An hour or so later I'd had a couple of pulls and tweaks that rattled my cheese paste bobbin but nothing to strike at. I whittled down the size of bait but still they would not take it. Maybe it was the paprika that I'd liberally added to it but the bits I'd flicked into the edge had caused some dirty water as fish mopped them up. I tried for them, of course. Lowering my bait in amongst the disturbance but all I 'caught' were a couple of branches.

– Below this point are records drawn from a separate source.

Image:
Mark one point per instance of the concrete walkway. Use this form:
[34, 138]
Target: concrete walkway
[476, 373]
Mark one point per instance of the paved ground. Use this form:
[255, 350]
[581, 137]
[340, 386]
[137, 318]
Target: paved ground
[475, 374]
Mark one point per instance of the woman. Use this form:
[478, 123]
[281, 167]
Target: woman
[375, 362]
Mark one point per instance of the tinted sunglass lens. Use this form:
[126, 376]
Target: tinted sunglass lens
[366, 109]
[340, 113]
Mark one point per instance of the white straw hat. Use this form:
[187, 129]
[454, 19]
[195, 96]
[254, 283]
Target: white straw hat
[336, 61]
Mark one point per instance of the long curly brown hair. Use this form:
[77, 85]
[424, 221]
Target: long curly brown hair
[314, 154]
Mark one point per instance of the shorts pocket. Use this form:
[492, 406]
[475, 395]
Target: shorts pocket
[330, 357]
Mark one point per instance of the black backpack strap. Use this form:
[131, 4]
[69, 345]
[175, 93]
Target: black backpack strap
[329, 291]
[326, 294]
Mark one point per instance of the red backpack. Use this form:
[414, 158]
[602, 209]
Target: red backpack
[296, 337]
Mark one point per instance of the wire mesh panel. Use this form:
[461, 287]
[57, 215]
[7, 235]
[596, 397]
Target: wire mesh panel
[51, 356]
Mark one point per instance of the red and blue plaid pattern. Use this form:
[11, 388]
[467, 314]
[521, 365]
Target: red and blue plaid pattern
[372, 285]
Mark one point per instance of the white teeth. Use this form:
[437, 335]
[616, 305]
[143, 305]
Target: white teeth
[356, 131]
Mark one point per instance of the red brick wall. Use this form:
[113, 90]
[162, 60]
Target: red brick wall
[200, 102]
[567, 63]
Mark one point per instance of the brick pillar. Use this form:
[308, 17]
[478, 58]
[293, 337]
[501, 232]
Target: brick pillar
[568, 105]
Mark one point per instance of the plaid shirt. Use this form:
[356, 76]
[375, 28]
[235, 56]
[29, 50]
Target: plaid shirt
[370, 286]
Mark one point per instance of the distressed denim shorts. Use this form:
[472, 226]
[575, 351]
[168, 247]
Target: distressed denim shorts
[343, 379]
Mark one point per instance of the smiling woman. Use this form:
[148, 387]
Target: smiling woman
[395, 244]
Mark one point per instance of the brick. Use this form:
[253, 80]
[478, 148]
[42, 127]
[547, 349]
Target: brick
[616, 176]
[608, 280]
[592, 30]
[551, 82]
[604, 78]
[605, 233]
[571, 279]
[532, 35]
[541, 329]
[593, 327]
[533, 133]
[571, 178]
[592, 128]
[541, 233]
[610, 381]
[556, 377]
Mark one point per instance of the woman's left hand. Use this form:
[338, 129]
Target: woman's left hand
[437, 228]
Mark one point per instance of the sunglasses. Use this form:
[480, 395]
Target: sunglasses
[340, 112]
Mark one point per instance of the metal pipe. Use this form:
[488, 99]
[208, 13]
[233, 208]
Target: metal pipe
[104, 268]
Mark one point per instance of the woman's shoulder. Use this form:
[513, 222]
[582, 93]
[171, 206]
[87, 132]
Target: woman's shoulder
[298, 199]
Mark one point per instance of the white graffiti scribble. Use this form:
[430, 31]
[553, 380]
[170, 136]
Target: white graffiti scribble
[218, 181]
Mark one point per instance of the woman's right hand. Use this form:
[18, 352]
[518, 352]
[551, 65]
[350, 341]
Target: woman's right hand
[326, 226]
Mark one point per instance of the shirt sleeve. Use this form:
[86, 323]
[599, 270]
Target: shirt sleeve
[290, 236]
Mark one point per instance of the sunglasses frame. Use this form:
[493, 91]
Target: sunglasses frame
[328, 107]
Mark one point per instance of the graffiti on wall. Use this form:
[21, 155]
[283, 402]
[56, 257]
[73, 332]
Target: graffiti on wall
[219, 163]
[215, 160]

I'd scattered a few 10mm boilies about and some pea sized paste balls. I decided to wrap a boilie in cheese paste and immediately had a good pull which I missed. It was bites all the way then on but my were they difficult to make contact with. I'd changed my rig and tried one or two other baits and combinations but cheese paste was what they wanted. I had nothing big but as I was trying out a rod and reel combo for the first time it was fun to see them in action.

Cheese really is a great bait especially during the winter. Over the years I've had minnows, gudgeon, dace, roach, chub, barbel, carp, bream, trout, eels and pike on cheese paste, I think that says it all.